I am an escapist. I am not going to try to pretend to deny this fact. Most people are not escapists. Sure, they enjoy a brief trip on the escapist trail, but I live there. Escaping from the real world doesn’t come from fear or inadequacy, but dissatisfaction. For me the world at present, does not engage me enough. I’m not intrigued.
What is Escapism
Some people who don’t enjoy the trip on the escapist train, may not know what I’m talking about. Here goes my best possible explanation. Escapism is a person’s journey within as they immerse themselves into the world that they are watching. It is the want to become a part of the world before them rather than to just dwell in our world. Something about the world before them is appealing and involvement with the world is easy and welcoming.
there are so many things that allow you to escape into a different world. For me, it is the world of Science Fiction and Fantasy. Just so you know, I am including comic books in this. Yes, I wish I were a superhero. At the very least, I wish there were real superheros in the world. I’m not talking the Kick-Ass variety, those already exist, I’m talking about speedsters and stronger than life men. I want this. Watching a world with excitement and intrigue makes me want to be there. So I pretend. I invest. And then at the end of the day, I feel a little better about the world around me.
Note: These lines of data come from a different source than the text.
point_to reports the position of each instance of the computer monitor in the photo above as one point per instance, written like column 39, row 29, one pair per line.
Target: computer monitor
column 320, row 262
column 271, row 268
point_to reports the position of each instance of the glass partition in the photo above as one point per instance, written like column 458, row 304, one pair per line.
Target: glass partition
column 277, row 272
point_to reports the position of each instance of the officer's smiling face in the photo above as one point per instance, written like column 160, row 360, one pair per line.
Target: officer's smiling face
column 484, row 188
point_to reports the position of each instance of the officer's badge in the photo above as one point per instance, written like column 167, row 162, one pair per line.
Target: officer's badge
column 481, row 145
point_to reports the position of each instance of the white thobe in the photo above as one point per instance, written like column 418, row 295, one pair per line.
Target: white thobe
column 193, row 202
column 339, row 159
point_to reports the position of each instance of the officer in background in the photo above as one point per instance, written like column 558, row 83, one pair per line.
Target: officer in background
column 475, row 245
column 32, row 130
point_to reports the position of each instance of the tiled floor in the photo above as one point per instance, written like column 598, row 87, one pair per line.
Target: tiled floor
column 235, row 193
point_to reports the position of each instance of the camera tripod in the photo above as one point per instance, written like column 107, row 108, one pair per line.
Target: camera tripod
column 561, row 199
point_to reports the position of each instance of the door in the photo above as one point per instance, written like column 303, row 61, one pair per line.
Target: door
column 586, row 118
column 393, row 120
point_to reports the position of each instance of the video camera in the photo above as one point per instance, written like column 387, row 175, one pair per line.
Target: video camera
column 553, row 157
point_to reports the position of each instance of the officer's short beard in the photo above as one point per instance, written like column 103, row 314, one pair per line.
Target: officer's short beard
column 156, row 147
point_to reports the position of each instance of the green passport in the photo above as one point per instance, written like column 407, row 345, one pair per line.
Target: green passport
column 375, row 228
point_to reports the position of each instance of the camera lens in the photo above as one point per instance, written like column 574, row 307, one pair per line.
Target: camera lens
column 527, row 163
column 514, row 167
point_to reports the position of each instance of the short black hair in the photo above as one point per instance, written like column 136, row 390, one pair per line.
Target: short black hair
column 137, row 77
I’ve only taken a few psychology classes, nor have I read extensively about psychology, so I am far from an expert on anything I am about to say. My observations of life and the people around me, have lead me to believe that those who lead lives and consider themselves at least content are less likely to be drawn by the lure of science fiction and fantasy escapism. They tend to be more accepting of the world at present. This doesn’t mean they don’t like the occasional trip, but they aren’t actively wishing that the world was different. A different world not based on the conceit that a different world will be a better place. I want a different world because I think it would be a more entertaining place where I stand the chance of encountering larger than life people.
Since, I know that scientists won’t find a way to access parallel universes any time soon. Or be able to find other planets with life and have the ability to jump to them. Heck, I would be happy if I could just be on a space ship with FTL capability. I know that aliens aren’t going to land on our planet. Get this clear, they are out there, but the chance that they would find us and care enough to pay us a visit seems unlikely to me. Then again, maybe aliens are as curious about us as we are of them.
Anyway, nothing spectacular is going to come to pass. So instead, I am content with escaping into my own little worlds of mysticism and speculation. What I do to alleviate the building wonder in my head? I create. All the time. I write novels. And there is a good chance none will ever see the light of day. But they’ve been created. My buildup of wanting to escape is put to the page. By creating, I am taking part of this world, while I still dream and hope for the escape I so desperately want.
Are you an escapist? What is your choice of escapism?